Employee qualification
Make the most of further training and development. New roles and tasks are emerging for which you need qualified personnel who you will increasingly be recruiting from a wide variety of fields.
Single source
Amalgamate your internal company data pools to create a single data source – a process that won’t work without terminology and ontologies as a common language.
Quality assurance
Set up a comprehensive quality management system that assesses compliance with all requirements and is not limited to the factual accuracy of technical document contents. Only fully quality-assured information can withstand the complexity of future requirements.
Organizational model
Rethink your current organizational model in technical writing and adapt it so that you are well prepared to tackle the challenges ahead. Ask yourself questions such as: What resources does your technical writing department have? How is it organized? What assets and data pools does it operate? What tools does it use? What products does it create and maintain, what services does it provide, and how does it deploy its resources? Scrutinize your organization across departmental boundaries.

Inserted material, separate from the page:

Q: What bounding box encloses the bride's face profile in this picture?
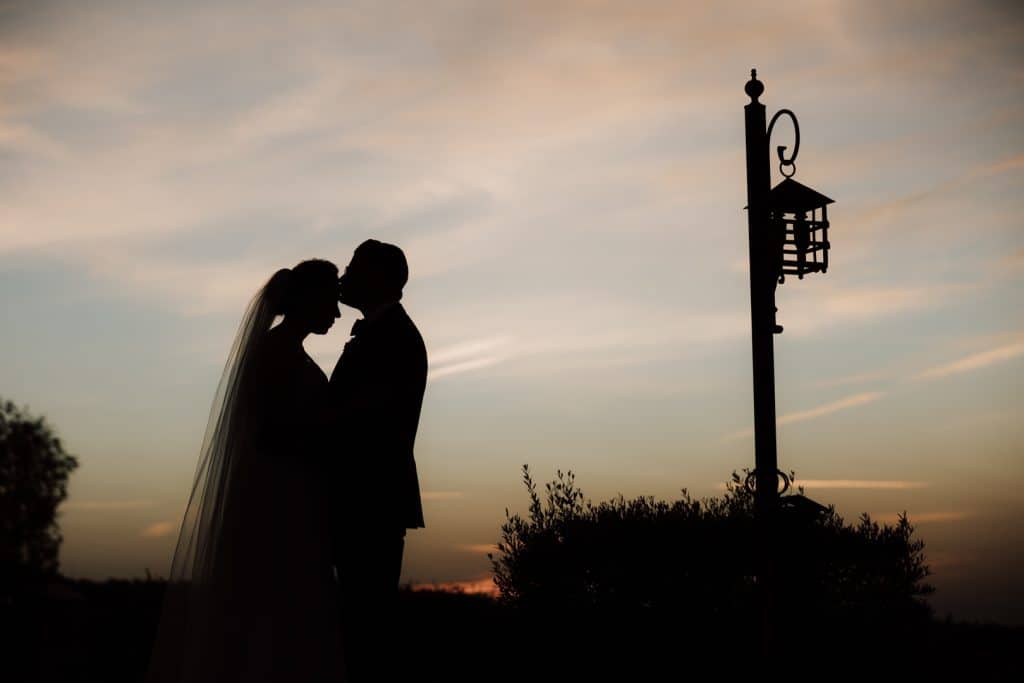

Conclusion: Step up to the challenge!
With the regulations already adopted and in planning, the European Commission is responding to a market environment that is currently witnessing huge change. This means new challenges for businesses and technical writers. Armed with this foreknowledge, you should be pro-active about these developments, think strategically, and carve out time from day-to-day operations to get prepared for this challenge. That’s the only way you will be ready with practical solutions when you really need them.